Se non si tenesse conto, quindi, delle crisi economiche come istanza di contraddizione dialettica del processo produttivo, non risulterebbe sostenibile “la dimostrazione scientifica del concetto dello stato” (FD.Ann.§256) che Hegel persegue nelle sue Grundlinien. Senza di esse l’ambito socioeconomico apparirebbe in una connessione esterna rispetto a quello politico; in nessun modo lo stato potrebbe essere considerato il “risultato” necessario dello spiegamento concettuale e, parimenti, “fondamento” ultimo dell’eticità (FD.Ann.§256).


5. Una partizione espositiva estranea
alle determinazioni del concetto

Nella Scienza della logica, e a proposito della questione delle sue divisioni e suddivisioni interne, Hegel ricordava la necessità che le stesse si trovassero “connesse col concetto, [perché] nella maniera filosofica di dividere è il concetto stesso quello che si deve mostrare [muss zeigen] [6] come fonte delle sue determinazioni” [7]. E per quel che riguarda le Grundlinien, immediatamente dopo l’Introduzione – Ann.§33, intitolato Partizione –, incontriamo nuovamente la stessa esigenza metodologica: “Una partizione filosofica è in genere non una partizione esteriore, classificazione esterna di un materiale sussistente, fatta secondo un qualsiasi o più criteri di partizione accolti, bensì l’immanente differenziazione del concetto stesso”. A giudizio di Hegel, pertanto, la partizione dello sviluppo espositivo non deve dipendere dalla decisione soggettiva dell’autore o da criteri esterni scelti arbitrariamente, bensì deve rispondere alle determinazioni oggettive del concetto di volta in volta considerato. L’indice dell’opera filosofica non sarà, allora, un mero catalogo dei contenuti trattati, ma una riproduzione del divenire necessario del concetto, da un’iniziale unità astratta, passando attraverso il processo di contraddizione interna, fino a sfociare nella Aufhebung finale, risultato e fondamento ultimo di tutto il movimento.

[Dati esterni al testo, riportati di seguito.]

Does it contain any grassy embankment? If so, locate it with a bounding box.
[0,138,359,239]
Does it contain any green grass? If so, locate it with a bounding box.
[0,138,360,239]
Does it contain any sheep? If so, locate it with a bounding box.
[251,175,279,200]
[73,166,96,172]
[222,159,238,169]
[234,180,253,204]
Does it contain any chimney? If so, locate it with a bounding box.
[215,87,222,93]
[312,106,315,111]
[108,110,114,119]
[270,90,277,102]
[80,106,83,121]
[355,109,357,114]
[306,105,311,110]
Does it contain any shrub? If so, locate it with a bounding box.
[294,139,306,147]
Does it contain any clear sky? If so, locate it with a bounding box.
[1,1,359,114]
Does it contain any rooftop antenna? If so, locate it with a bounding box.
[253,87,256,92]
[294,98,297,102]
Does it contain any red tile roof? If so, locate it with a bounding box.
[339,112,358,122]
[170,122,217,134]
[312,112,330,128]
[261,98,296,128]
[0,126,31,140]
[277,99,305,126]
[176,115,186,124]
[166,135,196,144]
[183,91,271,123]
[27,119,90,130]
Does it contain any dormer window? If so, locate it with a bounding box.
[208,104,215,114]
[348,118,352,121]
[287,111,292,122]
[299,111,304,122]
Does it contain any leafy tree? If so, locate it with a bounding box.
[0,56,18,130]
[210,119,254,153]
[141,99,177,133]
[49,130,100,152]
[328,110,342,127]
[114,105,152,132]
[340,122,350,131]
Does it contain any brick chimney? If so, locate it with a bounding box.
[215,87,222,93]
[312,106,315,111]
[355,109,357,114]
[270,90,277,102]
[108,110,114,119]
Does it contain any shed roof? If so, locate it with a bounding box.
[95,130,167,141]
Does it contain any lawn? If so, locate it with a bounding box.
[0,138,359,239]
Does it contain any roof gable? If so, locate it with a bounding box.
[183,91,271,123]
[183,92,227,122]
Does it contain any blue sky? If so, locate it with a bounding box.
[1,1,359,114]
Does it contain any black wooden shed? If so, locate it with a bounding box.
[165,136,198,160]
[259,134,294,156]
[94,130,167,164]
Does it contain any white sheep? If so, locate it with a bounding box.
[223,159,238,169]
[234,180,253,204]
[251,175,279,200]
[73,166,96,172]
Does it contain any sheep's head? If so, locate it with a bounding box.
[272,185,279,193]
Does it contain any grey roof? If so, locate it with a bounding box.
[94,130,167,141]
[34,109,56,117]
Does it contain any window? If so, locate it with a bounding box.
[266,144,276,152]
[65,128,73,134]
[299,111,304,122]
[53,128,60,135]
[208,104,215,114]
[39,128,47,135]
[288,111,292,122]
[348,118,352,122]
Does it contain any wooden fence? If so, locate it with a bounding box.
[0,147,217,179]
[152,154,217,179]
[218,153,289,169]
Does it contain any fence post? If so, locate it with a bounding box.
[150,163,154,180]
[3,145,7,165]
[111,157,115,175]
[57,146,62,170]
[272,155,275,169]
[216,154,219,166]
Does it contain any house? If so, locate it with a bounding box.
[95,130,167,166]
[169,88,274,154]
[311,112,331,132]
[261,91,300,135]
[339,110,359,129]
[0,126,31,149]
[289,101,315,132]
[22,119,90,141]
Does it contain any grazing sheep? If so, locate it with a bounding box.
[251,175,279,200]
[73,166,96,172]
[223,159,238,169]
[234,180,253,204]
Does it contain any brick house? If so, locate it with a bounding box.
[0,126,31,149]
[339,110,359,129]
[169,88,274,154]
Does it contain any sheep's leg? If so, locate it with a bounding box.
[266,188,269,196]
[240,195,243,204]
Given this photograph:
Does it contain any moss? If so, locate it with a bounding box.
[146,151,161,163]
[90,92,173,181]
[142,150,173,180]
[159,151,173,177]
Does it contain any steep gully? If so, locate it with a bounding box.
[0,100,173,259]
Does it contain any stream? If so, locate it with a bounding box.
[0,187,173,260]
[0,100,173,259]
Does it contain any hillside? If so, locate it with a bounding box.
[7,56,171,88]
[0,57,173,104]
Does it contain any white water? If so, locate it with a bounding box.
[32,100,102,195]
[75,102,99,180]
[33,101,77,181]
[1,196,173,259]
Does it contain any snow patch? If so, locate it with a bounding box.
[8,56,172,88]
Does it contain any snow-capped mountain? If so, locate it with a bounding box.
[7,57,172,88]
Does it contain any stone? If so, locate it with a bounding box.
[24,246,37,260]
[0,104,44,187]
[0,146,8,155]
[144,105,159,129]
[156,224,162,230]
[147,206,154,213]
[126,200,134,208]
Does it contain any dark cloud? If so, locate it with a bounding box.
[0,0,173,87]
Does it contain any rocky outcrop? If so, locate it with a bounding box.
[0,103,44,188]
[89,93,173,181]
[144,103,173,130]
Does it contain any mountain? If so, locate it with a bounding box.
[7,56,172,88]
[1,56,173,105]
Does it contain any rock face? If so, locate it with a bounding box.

Come abbiamo visto, la partizione generale dell’esposizione della Filosofia del diritto dà conto di un tale spiegamento dialettico: A) diritto astratto o “immediato”, B) moralità o “la volontà riflessa entro di sé”, e C) eticità, come “l’unità e verità” dei due momenti precedenti. A sua volta, ciascuno di questi tre stadi riproduce, in sé, il movimento triadico del tutto. Così, per esempio, l’eticità si suddivide in a) famiglia, unità etica naturale basata sui vincoli di sangue, b) società civile, stadio della differenza e dispersione etica dei singoli, e c) stato, unità sostanziale in cui gli individui conducono una vita universale. Nel paragrafo 33 – dove si espongono queste divisioni interne dell’opera – troviamo a loro volta esplicitate le rispettive suddivisioni delle tre istanze etiche. Ora, nel corso del suo scritto politico, Hegel offre gli argomenti che, in misura maggiore o minore, giustificano il luogo specifico che ciascuno dei momenti segnalati occupa nella struttura triadica corrispondente. Tuttavia, e al di là dell’apparenza dialettica che mostra la partizione, non sarebbe possibile concepire i tre momenti (espositivi) della società civile in termini di movimento dialettico. Perché, chiaramente, non ogni tripartizione è per questo quella singolare triade logica; e il fatto che l’amministrazione della giustizia occupi il momento intermedio della partizione non significa che essa rappresenti la contraddizione interna dello spiegamento concettuale; né che la corporazione, occupando l’ultimo, sia la Aufhebung che annulla e conserva i due momenti precedenti. Tutto il problema nasce – questa è l’ipotesi centrale del nostro lavoro – dal fatto che la partizione espositiva del capitolo non corrisponde alle determinazioni necessarie e immanenti al concetto di società civile dispiegato nel testo. La celebre partizione tripartita (A. Sistema dei bisogni, B. Amministrazione della giustizia, C. Potere di polizia e Corporazione) non contempla le crisi economiche come una determinazione rilevante dell’eticità civile nonostante costituiscano la contraddizione del sistema produttivo, quella che giustamente vi installa la necessità dialettica di un trapasso all’ambito dello stato.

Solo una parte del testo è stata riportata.